# amazon blocks



## Elizabethmartinez305 (Nov 24, 2017)

hello does anyone have a time frame of what time the blocks are dropped for miami prime know fresh 
and flex anyone have an idea


----------



## bacchustod (Jan 24, 2017)

Head's up, no one here is going to answer that question. If you're a non-bot/script user you'll just have to sit and play finger hockey with your phone for quite a few hours to get the pattern of drops like we all have. Plus, it doesn't stay the same week to week. If you're new to FLEX, first of all welcome, second you'll get the hang of when blocks are dropped, even if you don't catch any due to bot/script use. My understanding of the Miami area from this board, you might not survive this gig without them (bots/scripts).


----------



## nighthawk398 (Jul 21, 2015)

You might want to call it prime now not prime know lol


----------



## Elizabethmartinez305 (Nov 24, 2017)

bacchustod said:


> Head's up, no one here is going to answer that question. If you're a non-bot/script user you'll just have to sit and play finger hockey with your phone for quite a few hours to get the pattern of drops like we all have. Plus, it doesn't stay the same week to week. If you're new to FLEX, first of all welcome, second you'll get the hang of when blocks are dropped, even if you don't catch any due to bot/script use. My understanding of the Miami area from this board, you might not survive this gig without them (bots/scripts).

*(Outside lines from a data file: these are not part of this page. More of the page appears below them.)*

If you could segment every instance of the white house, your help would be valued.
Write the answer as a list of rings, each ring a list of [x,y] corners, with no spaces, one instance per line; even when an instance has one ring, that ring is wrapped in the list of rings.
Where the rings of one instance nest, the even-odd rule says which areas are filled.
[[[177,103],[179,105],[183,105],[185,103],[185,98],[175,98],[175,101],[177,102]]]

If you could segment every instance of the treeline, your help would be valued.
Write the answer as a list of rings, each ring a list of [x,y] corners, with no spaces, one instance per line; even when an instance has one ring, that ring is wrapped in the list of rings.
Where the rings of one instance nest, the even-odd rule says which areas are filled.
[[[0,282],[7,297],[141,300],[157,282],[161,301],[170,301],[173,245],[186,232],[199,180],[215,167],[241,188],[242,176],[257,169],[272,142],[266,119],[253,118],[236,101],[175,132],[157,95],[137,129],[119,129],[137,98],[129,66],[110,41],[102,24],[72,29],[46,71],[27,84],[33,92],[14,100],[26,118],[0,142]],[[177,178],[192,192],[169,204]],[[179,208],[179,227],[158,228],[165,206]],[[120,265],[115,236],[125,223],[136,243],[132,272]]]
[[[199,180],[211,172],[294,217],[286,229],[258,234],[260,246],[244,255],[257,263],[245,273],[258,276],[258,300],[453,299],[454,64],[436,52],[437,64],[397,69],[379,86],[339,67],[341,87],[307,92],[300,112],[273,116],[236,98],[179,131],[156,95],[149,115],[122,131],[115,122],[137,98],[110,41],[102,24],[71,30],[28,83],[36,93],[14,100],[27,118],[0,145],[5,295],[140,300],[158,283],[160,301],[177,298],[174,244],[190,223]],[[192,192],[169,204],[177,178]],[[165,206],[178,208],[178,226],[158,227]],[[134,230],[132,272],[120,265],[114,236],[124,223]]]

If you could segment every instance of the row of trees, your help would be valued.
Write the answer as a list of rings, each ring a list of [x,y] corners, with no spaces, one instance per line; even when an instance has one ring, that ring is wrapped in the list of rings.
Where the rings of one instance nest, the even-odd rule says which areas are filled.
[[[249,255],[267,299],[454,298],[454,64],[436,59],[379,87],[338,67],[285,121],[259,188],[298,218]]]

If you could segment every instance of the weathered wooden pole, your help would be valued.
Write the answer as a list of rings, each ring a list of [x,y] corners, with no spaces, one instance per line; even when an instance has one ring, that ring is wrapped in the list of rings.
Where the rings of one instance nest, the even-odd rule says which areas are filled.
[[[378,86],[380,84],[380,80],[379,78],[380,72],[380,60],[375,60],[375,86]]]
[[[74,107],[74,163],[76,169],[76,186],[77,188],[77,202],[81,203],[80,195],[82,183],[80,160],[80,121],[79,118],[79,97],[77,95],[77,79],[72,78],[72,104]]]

dude i been doing flex 2 years miami is imposible belive me i dont runt he script because it will get you blocked i managed to get my fingers on a undetectable system i know how prime now hours come out but someone keeps getting them beore my system does.



nighthawk398 said:


> You might want to call it prime now not prime know lol


my bad lol


----------



## bacchustod (Jan 24, 2017)

Elizabethmartinez305 said:


> dude i been doing flex 2 years miami is imposible belive me i dont runt he script because it will get you blocked i managed to get my fingers on a undetectable system i know how prime now hours come out but someone keeps getting them beore my system does.


Your initial post is confusing if you know how "prime now hours come out" what exactly are you asking for? If your "system" is undetectable why can't you leave it running, then it doesn't matter when the drop times are?


----------



## Frœsty (Aug 14, 2016)

You also forgot some periods(.) and commas(,) but managed to make a post without the other common English punctuation, the apostrophe(,).

You must be hot, out in Miami. Are you hot?


----------